Huangshan, (literally ‘Yellow Mountain’) in Anhui Province is one of China's most iconic national monuments. A range of mountains consisting of 72 granite peaks, the ‘Mount Huangshan Scenic Area’ covers an area of nearly 300 sq.km and has been declared a UNESCO World Heritage Site for its habitat for rare and threatened species. One of China’s top tourist destinations, its iconic beauty ranks with the Yangtze River and the Great Wall as a potent cultural and spiritual symbol. A ‘sister’ national park of Yosemite in the US, it has inspired centuries of painters, poets and scholars becoming known to the Chinese as ‘the number one mountain under heaven’.
The entire Mount Huangshan Scenic Area is owned and managed by the ‘Huangshan Tourism & Development Company Ltd’ and is listed on the Shanghai Stock Exchange. China’s decades of rapid economic reforms and the unwillingness of central government to allocate money and resources to such areas has led to this process of privatization. It’s a model that is being widely replicated for other iconic spiritual and historic sites, from Shaolin temples to sections of the Great Wall.
Huangshan is renowned for the gossamer threads of ethereal mist which drape the mountains. And the regularity with which those mists dramatically converge into dense ‘seas’ of cloud.
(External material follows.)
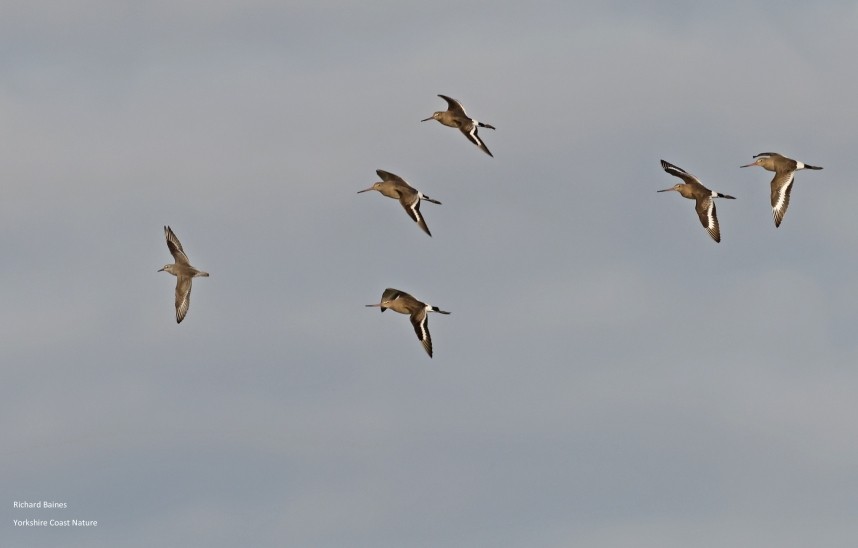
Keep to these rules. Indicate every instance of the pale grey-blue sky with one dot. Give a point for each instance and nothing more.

Surging and billowing between the peaks, these clouds obscure all notions of scale, an allegory for the process of privatization of an iconic landscape. In this series of photographs the mist is seen to build, converge into a sea of cloud that blankets the peaks, and finally disperse. Photographed in a style resonant of traditional Chinese ink drawings, the clouds denote the growing rift between a nation and a landscape once revered as the inspiration for the Chinese collective national identity. ----
Jon Wyatt – Artist Statement
Historically cultures have turned to their natural environment as a source of inspiration for collective identification. Myths, memories and cultural virtues are projected onto a landscape, its characteristics mapped, elaborated and enriched. Over time that landscape moves beyond the role of a cherished homeland, acquiring iconic status and becoming imbued with moral and spiritual significance. Painters, writers and photographers help create and venerate these landscapes, which come to embody a national identity and the aspirations of a society.
Increasingly this bond between a culture and its physical landscape is deteriorating, becoming eroded as we adapt the environment to suit our own ends, rather than allowing it to shape who we are. This is the framework within which I photograph - searching for tools within the landscape that articulate this growing spiritual and cultural detachment. Amongst the issues addressed by my work are those of national identity and iconography, conservation, ecosystem transitions and the ethics of land ownership.